Recent findings from Mercer’s US book-of-business health benefits database — Mercer FOCUS — show that nearly 70% of employers’ total combined medical and pharmacy cost trend of 3.1% was attributable to both specialty and non-specialty pharmacy increases. In fact, even for employers with negative combined medical and pharmacy claims cost trend, this pharmacy trend is nearly 8%. Mercer FOCUS data shows that employers materially offset this rising pharmacy trend with very moderated cost and utilization increases in every other service category.

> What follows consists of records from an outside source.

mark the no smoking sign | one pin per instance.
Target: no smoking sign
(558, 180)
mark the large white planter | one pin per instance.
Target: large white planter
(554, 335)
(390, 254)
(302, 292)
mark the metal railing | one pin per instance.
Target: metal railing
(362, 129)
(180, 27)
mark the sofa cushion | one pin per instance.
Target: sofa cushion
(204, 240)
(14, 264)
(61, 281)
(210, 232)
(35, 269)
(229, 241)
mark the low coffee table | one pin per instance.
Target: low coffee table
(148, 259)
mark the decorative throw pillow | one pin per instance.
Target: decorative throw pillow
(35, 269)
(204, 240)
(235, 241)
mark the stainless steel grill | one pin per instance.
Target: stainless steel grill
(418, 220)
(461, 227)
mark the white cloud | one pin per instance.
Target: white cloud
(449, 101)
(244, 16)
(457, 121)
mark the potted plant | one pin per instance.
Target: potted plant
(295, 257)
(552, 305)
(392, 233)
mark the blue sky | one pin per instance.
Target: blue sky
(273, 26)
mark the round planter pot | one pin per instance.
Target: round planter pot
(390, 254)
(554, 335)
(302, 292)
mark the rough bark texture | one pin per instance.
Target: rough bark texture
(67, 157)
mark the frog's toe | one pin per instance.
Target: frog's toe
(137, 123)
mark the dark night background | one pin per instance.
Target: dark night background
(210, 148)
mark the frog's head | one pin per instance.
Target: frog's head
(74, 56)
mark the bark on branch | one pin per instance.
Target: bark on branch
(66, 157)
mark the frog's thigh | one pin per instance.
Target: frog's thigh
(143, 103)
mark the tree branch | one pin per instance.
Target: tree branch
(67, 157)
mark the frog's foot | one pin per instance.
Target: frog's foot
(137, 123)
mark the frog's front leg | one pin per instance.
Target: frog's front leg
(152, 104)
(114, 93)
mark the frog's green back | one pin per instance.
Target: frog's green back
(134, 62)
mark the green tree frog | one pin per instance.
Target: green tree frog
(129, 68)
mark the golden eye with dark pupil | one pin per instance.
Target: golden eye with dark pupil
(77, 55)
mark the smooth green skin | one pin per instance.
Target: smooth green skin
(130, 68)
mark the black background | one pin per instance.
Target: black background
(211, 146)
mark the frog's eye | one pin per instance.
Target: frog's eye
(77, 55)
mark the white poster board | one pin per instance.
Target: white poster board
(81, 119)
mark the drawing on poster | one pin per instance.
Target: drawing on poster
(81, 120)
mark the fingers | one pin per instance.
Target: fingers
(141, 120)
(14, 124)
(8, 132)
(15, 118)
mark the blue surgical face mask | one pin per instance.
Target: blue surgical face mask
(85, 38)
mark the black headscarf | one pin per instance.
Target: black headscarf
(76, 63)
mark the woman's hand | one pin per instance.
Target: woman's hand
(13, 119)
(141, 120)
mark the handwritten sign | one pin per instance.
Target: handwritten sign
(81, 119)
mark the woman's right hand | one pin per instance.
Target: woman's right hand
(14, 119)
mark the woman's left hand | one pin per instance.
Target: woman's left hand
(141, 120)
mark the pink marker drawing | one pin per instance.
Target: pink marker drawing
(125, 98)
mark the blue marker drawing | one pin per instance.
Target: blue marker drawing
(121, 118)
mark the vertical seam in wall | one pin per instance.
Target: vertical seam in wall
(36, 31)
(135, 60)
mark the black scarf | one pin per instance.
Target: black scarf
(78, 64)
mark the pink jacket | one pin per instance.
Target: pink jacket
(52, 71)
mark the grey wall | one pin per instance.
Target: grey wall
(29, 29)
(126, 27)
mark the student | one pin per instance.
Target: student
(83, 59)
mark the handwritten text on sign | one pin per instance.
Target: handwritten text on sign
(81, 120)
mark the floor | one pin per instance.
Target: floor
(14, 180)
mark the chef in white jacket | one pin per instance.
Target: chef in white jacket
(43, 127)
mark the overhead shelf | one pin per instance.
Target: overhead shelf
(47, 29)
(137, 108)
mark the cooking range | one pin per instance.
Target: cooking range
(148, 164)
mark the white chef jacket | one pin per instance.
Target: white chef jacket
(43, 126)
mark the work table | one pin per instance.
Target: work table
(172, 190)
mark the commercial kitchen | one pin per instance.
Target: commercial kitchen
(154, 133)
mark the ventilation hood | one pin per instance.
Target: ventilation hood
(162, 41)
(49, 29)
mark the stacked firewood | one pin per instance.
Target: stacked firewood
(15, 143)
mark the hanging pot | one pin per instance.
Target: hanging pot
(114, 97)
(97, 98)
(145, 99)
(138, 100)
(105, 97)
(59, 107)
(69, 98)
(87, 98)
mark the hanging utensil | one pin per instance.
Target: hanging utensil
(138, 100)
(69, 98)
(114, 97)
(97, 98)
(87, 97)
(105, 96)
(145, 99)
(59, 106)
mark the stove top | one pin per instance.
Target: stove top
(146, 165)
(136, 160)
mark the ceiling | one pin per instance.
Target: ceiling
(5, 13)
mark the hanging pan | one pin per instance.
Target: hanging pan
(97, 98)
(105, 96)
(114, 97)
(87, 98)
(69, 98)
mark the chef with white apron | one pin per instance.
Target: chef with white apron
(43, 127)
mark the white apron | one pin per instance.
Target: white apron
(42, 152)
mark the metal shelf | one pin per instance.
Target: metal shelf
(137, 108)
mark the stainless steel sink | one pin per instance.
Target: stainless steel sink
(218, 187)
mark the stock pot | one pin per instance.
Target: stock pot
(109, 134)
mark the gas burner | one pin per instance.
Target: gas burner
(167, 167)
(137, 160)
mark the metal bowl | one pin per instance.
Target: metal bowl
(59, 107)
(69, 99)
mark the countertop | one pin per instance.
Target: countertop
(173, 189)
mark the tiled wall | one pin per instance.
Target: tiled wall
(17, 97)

These findings, which reflect very recent claims data (paid through September 2014) for more than 3 million active employees and their families across many carriers and employers, are echoed in a recent Wall Street Journal article, Prices for Prescription Medicines Rose How Much Last Year?

Fortunately, there are steps employers can take to restrain cost growth. Here are just a few of Mercer’s suggestions:

  • Determine whether specialty medications are best covered under your medical or pharmacy programs and take steps to steer members to the most appropriate source.
  • Assess the impact and ROI of current utilization management programs — particularly for specialty drugs.
  • Consider various disease-specific support programs that may reduce costs.
  • Check that all compound medications require prior authorization and that both quantity and dollar value limits are in place.

This is one of those times when you want to be an early adopter. Waiting to take action may cost you.